The source endpoint 760 is one byte long and identifies the address of an application within a node that sent the frame. The application support counter 770 is an 8-bit counter that is incremented with each frame sent. The extended header 780 is optional and, if present, is one or two bytes long. The data payload 790 contains the data destined for the identified application, node, cluster, and profile. The data payload 790 contains up to 100 bytes of data.
The preamble 810 consists of 56 bits of alternating 1 and 0 bits.

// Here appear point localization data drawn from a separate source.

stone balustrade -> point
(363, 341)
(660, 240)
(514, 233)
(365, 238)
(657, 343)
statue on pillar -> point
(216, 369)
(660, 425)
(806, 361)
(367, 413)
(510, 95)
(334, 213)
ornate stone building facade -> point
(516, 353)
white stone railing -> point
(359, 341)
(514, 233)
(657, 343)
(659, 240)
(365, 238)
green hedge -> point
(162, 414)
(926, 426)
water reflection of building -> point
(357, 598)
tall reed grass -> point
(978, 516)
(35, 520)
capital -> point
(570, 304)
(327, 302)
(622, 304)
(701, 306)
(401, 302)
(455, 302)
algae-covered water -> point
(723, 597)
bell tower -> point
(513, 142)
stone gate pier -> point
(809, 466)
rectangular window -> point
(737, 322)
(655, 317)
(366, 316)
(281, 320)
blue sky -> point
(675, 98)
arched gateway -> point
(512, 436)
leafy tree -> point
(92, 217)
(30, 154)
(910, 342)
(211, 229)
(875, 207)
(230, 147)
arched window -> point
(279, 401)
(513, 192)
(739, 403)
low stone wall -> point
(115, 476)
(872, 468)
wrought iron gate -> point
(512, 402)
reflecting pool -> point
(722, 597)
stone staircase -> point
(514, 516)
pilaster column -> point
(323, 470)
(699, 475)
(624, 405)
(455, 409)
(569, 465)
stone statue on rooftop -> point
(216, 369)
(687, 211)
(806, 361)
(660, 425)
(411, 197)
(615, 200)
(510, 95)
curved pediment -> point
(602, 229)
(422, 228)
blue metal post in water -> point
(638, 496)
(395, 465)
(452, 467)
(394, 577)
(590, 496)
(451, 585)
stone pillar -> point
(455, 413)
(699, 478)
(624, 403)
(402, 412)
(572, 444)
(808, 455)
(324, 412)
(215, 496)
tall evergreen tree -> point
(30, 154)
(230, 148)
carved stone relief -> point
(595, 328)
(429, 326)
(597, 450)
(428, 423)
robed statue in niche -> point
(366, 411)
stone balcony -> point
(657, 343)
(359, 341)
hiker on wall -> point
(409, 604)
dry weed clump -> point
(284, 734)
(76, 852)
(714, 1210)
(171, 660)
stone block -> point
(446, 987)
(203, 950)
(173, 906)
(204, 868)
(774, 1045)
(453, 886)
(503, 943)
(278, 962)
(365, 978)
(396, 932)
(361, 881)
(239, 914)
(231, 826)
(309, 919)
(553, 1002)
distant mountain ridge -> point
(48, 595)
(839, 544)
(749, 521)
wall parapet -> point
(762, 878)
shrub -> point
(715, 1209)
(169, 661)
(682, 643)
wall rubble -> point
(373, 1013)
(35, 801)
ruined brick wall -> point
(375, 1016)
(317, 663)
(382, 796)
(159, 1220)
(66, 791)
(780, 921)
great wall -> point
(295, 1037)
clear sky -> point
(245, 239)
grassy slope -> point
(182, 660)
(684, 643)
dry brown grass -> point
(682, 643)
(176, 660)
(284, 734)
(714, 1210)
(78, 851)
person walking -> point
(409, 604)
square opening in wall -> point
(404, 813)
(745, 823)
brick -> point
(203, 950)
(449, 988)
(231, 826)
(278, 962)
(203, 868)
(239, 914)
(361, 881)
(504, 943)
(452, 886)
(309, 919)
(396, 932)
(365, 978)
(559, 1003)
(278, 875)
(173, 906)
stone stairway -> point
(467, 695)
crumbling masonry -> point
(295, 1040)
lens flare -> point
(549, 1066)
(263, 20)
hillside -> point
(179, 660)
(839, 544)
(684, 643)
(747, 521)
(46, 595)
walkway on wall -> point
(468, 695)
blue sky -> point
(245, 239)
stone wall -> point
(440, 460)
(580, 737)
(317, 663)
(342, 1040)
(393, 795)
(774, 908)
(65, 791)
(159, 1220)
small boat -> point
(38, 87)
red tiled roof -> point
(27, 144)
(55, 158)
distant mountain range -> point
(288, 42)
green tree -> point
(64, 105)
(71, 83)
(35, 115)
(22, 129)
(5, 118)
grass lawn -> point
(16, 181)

The start frame delimiter 820 is a single byte with the binary value of 10101011. The destination MAC address 830 is six bytes that indicate the MAC address of the device to receive the Ethernet frame 800. The source MAC address 840 is six bytes that indicate the MAC address of the device that sent the Ethernet frame 800. The Ether type 850 is a two-byte value that indicates the protocol used to encapsulate data in the payload portion of the Ethernet frame 800. The data payload 860 contains the data to be used at the application layer and contains between 42 and 1500 bytes. The frame check sequence 870 is a 32-bit checksum value that can be used to ensure that the Ethernet frame 800 was not corrupted during transmission.
Devices and methods disclosed herein may reduce time, processor cycles, and power consumed in allocating resources to clients. Devices and methods disclosed herein may also result in improved allocation of resources to clients, resulting in improved throughput and quality of service.
Although a few embodiments have been described in detail above, other modifications are possible. For example, the logic flows depicted in the figures do not require the particular order shown, or sequential order, to achieve desirable results. Other steps may be provided, or steps may be eliminated, from the described flows, and other components may be added to, or removed from, the described systems. Other embodiments may be within the scope of the following claims.